Zwar landete Timo Glock wieder nur auf den hinteren Plätzen, war mit seinem Qualifying aber sehr zufrieden. Teamkollege Jerome D'Ambrosio konnte nur HRT hinter sich lassen und war mit seinem Qualifying mehr als enttäuscht.
"Es war kein gutes Qualifying für mich", zog Jerome D'Ambrosio nach der Session ein enttäuschendes Fazit. "Ich denke, wir haben einen kleinen Rückschritt gemacht, also sollten wir gucken, warum wir unsere Fortschritte nicht fortsetzen konnten." Im Qualifying konnte sich der Belgier mit acht Zehnteln Rückstand auf Timo Glock nur auf Platz 22 positionieren.
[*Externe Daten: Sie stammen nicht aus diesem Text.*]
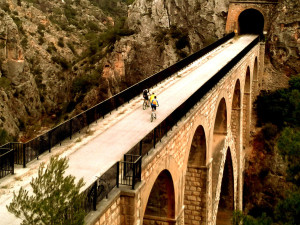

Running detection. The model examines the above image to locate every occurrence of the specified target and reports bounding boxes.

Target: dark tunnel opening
[239,9,264,35]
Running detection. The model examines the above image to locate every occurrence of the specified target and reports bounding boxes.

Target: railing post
[132,163,136,190]
[140,140,143,155]
[121,154,127,179]
[153,128,156,148]
[11,149,15,174]
[116,162,120,187]
[22,144,26,168]
[93,181,97,211]
[48,131,51,152]
[70,119,73,140]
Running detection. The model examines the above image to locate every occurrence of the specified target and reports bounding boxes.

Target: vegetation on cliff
[234,74,300,224]
[7,156,85,225]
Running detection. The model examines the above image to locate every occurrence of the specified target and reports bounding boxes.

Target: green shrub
[39,37,45,45]
[0,128,8,146]
[51,56,70,70]
[47,42,57,54]
[71,72,101,94]
[274,190,300,224]
[37,24,46,37]
[87,21,100,31]
[277,127,300,186]
[67,42,77,55]
[57,37,65,48]
[0,77,11,89]
[0,1,10,13]
[6,157,85,225]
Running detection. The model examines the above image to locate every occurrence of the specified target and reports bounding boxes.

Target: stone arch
[212,98,227,155]
[252,57,258,102]
[143,170,175,225]
[216,148,234,225]
[243,66,251,149]
[184,125,207,224]
[212,98,227,207]
[230,80,243,211]
[238,8,264,35]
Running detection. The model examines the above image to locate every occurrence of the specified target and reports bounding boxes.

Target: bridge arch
[184,125,207,224]
[211,97,227,157]
[243,66,251,149]
[230,79,243,208]
[143,169,175,225]
[252,57,258,102]
[216,147,234,224]
[238,8,264,35]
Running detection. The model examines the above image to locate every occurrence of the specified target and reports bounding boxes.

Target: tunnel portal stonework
[225,0,278,34]
[89,40,264,225]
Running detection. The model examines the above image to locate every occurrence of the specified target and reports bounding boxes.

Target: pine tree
[6,157,85,225]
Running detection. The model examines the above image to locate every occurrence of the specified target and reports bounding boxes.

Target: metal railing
[0,148,14,178]
[116,154,142,189]
[0,33,234,178]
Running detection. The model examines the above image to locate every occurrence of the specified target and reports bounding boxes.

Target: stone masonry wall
[88,40,260,225]
[184,167,207,225]
[95,198,121,225]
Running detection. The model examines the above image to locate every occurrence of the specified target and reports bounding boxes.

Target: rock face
[267,0,300,76]
[0,10,41,136]
[106,0,228,88]
[0,0,111,141]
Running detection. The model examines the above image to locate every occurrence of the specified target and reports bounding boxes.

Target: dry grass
[75,138,82,143]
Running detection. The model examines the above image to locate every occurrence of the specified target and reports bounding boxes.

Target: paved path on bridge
[0,35,255,225]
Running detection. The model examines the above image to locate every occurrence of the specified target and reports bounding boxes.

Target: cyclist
[150,92,156,104]
[151,96,159,111]
[143,88,149,106]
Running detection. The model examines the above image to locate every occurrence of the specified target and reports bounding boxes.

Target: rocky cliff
[266,0,300,76]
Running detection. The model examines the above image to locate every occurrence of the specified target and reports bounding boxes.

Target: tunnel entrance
[239,9,264,35]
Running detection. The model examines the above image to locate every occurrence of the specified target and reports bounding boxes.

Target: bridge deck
[0,35,256,225]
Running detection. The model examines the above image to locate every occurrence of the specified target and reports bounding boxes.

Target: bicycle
[143,99,149,110]
[150,110,156,122]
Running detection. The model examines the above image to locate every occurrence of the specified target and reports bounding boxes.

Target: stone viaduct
[91,43,264,225]
[87,0,277,225]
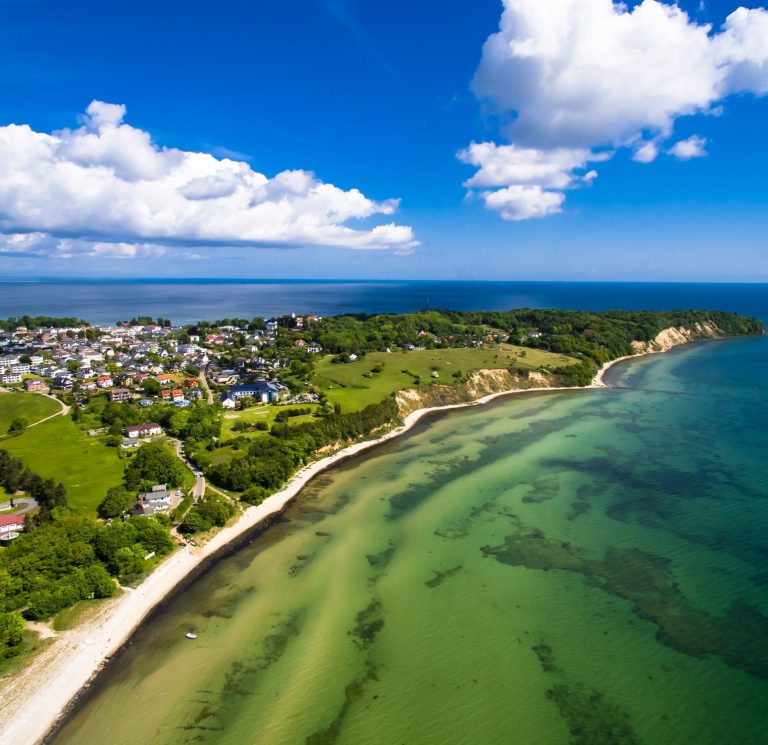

Für Timo Glock verlief das Qualifying hingegen erfolgreich. "Ich habe vorher schon zu meinen Mechanikern gesagt 'entweder gibt es riesen Schrott oder es gibt eine mega Runde' und ich bin aus der letzten Kurve rausgekommen und habe auf dem Display schon gesehen, dass ich vier Zehntel schneller war", gab sich Glock zufrieden.
Auf den Toro Rosso von Jaime Alguersuare fehlten dem Deutschen nur ein Zehntel, sodass er ein klein wenig enttäuscht war, ihn nicht eingeholt zu haben. Schon das Training verlief für den 29-Jährigen sehr erfolgreich. "Das war eine meiner besten Qualifying-Runden hier in Monaco", strahlte er nach seiner Runde und ergänzte scherzhaft: "Es fehlten nur 2,5 Sekunden zur Spitze. Nächstes Jahr holen wir die Pole."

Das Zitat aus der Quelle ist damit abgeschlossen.